Optimization needed with column window functions
Opened this issue · 1 comments
danzafar commented
> iris_tbl %>%
+ arrange(Petal_Length) %>%
+ group_by(Species) %>%
+ mutate(lead = lead(Petal_Width, window = windowOrderBy(col("Petal_Length")))) %>%
+ explain
== Physical Plan ==
Window [lead(Petal_Width#75, 1, null) windowspecdefinition(Species#76, Petal_Length#74 ASC NULLS FIRST, specifiedwindowframe(RowFrame, 1, 1)) AS lead#275], [Species#76], [Petal_Length#74 ASC NULLS FIRST]
+- *(2) Sort [Species#76 ASC NULLS FIRST, Petal_Length#74 ASC NULLS FIRST], false, 0
+- Exchange hashpartitioning(Species#76, 200)
+- *(1) Sort [Petal_Length#74 ASC NULLS FIRST], true, 0
+- Exchange rangepartitioning(Petal_Length#74 ASC NULLS FIRST, 200)
+- Scan ExistingRDD[Sepal_Length#72,Sepal_Width#73,Petal_Length#74,Petal_Width#75,Species#76]
The arrange
should be subsumed by the windowOrderBy
of the same column. Right now it is causing an extra shuffle, which is not great. Will be out of scope for v0.0.1 release.
danzafar commented
Also, when column_window_functions
are set to the default window this will occur:
> iris_tbl %>%
+ arrange(Petal_Length) %>%
+ group_by(Species) %>%
+ mutate(lead = lead(Petal_Width)) %>%
+ explain
== Physical Plan ==
*(3) Project [Sepal_Length#72, Sepal_Width#73, Petal_Length#74, Petal_Width#75, Species#76, lead#309]

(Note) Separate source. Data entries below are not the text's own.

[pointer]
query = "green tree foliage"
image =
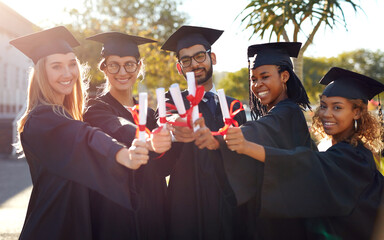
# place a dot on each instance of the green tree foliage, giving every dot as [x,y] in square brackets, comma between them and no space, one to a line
[236,85]
[155,19]
[281,17]
[370,63]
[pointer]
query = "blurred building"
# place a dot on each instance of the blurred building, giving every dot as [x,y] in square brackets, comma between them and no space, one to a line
[14,70]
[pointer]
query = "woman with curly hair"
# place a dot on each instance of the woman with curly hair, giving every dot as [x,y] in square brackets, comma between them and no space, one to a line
[338,191]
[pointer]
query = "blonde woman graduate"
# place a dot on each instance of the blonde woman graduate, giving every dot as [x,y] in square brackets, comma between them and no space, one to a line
[67,158]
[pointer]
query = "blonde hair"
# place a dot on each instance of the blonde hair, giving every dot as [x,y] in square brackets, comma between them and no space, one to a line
[106,87]
[41,92]
[369,130]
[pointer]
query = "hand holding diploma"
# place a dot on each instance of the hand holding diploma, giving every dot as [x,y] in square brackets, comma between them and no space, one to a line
[192,90]
[160,94]
[133,157]
[143,106]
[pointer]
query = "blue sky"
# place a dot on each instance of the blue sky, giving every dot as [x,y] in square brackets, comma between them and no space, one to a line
[232,46]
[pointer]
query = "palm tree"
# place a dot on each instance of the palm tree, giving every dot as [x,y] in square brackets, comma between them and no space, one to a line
[277,16]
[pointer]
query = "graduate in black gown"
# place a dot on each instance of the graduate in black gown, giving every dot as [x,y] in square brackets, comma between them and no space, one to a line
[121,64]
[67,158]
[338,191]
[201,203]
[277,100]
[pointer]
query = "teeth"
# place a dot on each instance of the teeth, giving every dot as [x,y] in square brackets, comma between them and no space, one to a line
[65,83]
[261,94]
[122,80]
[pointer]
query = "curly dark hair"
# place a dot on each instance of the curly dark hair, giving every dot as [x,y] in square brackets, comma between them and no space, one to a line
[369,129]
[295,91]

+- Window [lead(Petal_Width#75, 1, null) windowspecdefinition(Species#76, _w0#318L ASC NULLS FIRST, specifiedwindowframe(RowFrame, 1, 1)) AS lead#309], [Species#76], [_w0#318L ASC NULLS FIRST]

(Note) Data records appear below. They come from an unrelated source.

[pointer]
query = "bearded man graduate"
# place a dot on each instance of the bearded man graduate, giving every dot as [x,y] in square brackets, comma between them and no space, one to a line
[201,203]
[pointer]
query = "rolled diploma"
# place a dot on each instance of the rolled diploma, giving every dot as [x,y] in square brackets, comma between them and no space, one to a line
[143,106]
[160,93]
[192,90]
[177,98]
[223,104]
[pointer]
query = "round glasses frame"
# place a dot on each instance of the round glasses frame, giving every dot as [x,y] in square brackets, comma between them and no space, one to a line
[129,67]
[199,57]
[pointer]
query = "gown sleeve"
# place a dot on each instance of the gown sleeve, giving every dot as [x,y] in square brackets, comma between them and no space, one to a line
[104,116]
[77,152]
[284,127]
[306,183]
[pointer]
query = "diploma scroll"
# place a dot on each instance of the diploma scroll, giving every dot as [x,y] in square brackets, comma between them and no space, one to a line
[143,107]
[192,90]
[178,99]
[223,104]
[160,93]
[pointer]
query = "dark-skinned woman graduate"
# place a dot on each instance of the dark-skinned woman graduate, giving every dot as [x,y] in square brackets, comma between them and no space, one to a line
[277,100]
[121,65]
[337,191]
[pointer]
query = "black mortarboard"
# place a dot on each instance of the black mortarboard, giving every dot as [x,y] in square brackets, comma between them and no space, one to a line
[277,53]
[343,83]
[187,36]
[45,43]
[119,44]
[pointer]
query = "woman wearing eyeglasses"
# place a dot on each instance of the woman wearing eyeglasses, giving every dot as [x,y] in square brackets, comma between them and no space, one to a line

+- *(2) Sort [Species#76 ASC NULLS FIRST, _w0#318L ASC NULLS FIRST], false, 0
+- Exchange hashpartitioning(Species#76, 200)

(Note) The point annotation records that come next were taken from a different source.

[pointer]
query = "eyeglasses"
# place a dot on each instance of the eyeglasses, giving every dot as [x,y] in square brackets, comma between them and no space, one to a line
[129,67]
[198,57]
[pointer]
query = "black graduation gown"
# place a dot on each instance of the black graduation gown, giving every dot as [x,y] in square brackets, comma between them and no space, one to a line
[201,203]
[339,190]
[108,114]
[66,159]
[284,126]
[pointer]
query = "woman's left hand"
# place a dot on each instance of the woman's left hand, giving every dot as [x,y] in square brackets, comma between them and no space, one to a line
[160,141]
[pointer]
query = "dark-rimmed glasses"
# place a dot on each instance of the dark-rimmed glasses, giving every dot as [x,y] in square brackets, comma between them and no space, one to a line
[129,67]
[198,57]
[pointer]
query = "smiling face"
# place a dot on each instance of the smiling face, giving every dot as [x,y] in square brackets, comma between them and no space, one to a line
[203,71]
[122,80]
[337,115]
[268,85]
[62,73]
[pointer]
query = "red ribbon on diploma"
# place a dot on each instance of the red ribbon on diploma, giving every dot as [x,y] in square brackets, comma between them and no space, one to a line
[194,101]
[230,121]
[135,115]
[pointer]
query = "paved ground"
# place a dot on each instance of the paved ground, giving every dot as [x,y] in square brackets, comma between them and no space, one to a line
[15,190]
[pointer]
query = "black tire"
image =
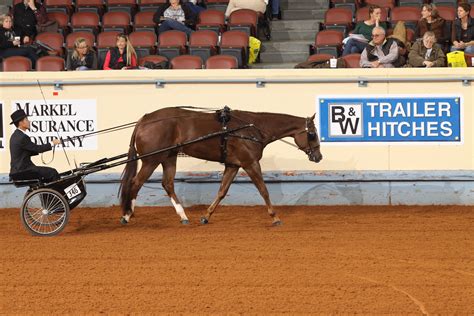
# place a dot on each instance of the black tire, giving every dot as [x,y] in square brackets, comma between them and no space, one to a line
[44,212]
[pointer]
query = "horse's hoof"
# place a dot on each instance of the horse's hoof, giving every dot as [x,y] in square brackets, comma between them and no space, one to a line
[123,221]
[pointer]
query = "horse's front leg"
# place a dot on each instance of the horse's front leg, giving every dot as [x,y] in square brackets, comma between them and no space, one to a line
[227,178]
[255,173]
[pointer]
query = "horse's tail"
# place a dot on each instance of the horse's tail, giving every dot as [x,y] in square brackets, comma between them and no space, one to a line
[130,171]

+- *(1) Project [Sepal_Length#72, Sepal_Width#73, Petal_Length#74, Petal_Width#75, Species#76, monotonically_increasing_id() AS _w0#318L]
+- *(1) Sort [Petal_Length#74 ASC NULLS FIRST], true, 0
+- Exchange rangepartitioning(Petal_Length#74 ASC NULLS FIRST, 200)
+- Scan ExistingRDD[Sepal_Length#72,Sepal_Width#73,Petal_Length#74,Petal_Width#75,Species#76]
The default is an order by monotonicallyIncreasingId
which should also be subsumed by the incoming arrange. This may require some special attributes to spark_tbl
(similar to what we did with grouping) that keep track of these things.